A Big Data system must provide the information necessary to debug the system when things go wrong. The key is to be able to trace, for each value in the system, exactly what caused it to have that value.

Debuggability is accomplished in the Lambda Architecture through the functional nature of the batch layer and by preferring to use recomputation algorithms when possible.

The problems with fully incremental architectures

Traditional architectures look like the figure below:

Figure 1.3 Fully incremental architecture

What characterizes these architectures is the use of read/write databases and maintaining the state in those databases incrementally as new data is seen. For example, an incremental approach to counting pageviews would be to process a new pageview by adding one to the counter for its URL. The vast majority of both relational and non-relational database deployments are done as fully incremental architectures. This has been true for many decades.

Fully incremental architectures are so widespread that many people don't realize it's possible to avoid their problems with a different architecture. This is called familiar complexity (complexity that's so ingrained, you don't even think to find a way to avoid it).

The problems with fully incremental architectures are significant. This section discusses:

You'll see that the fully incremental version is significantly worse in every respect.

Operational complexity

With many complexities inherent in fully incremental architectures that create difficulties in operating production infrastructure, this section focuses on one: the need for read/write databases to perform online compaction, and what you have to do operationally to keep things running smoothly.

In a read/write database, as a disk index is incrementally added to and modified, parts of the index become unused. These unused parts take up space and eventually need to be reclaimed to prevent the disk from filling up. Reclaiming space as soon as it becomes unused is too expensive, so the space is occasionally reclaimed in bulk in a process called compaction.

Compaction is an intensive operation. The server places substantially higher demand on the CPU and disks during compaction, which dramatically lowers the performance of that machine during that time period. Databases such as HBase and Cassandra are well-known for requiring careful configuration and management to avoid problems or server lockups during compaction. The performance loss during compaction is a complexity that can even cause cascading failure: if too many machines compact at the same time, the load they were supporting will have to be handled by other machines in the cluster. This can potentially overload the rest of your cluster, causing total failure.

To manage compaction correctly, you have to:

The best way to deal with complexity is to get rid of that complexity altogether. The fewer failure modes you have in your system, the less likely it is that you'll suffer unexpected downtime. Dealing with online compaction is a complexity inherent to fully incremental architectures, but in a Lambda Architecture the primary databases don't require any online compaction.

Extreme complexity of achieving eventual consistency

Incremental architectures have another complexity when trying to make the system highly available. A highly available system allows for queries and updates even in the presence of machine or partial network failure.
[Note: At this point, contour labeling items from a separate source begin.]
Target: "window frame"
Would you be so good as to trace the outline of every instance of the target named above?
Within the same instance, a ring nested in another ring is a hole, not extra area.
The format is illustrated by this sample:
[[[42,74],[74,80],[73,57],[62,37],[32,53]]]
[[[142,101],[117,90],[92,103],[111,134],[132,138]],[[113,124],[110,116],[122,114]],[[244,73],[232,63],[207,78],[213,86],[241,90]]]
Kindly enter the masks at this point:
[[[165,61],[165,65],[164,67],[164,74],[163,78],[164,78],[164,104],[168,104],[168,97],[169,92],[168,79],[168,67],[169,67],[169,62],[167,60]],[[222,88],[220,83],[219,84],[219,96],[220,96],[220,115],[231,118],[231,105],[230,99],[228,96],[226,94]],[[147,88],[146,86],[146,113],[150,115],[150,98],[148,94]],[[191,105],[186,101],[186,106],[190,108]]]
Achieving high availability competes directly with another important property called consistency. A consistent system returns results that take into account all previous writes. The CAP theorem has shown that it's impossible to achieve both high availability and consistency in the same system in the presence of network partitions. Therefore, a highly available system sometimes returns stale results during a network partition.

In order for a highly available system to return to consistency once a network partition ends (known as eventual consistency), a lot of help is required from your application. [p11] Distributed databases achieve high availability by keeping multiple replicas of all information stored. When you keep many copies of the same information, that information is still available even if a machine goes down or the network gets partitioned, as shown in the figure below. During a network partition, a system that chooses to be highly available has clients update whatever replicas are reachable to them. This causes replicas to diverge and receive different sets of updates. Only when the partition goes away can the replicas be merged together into a common value.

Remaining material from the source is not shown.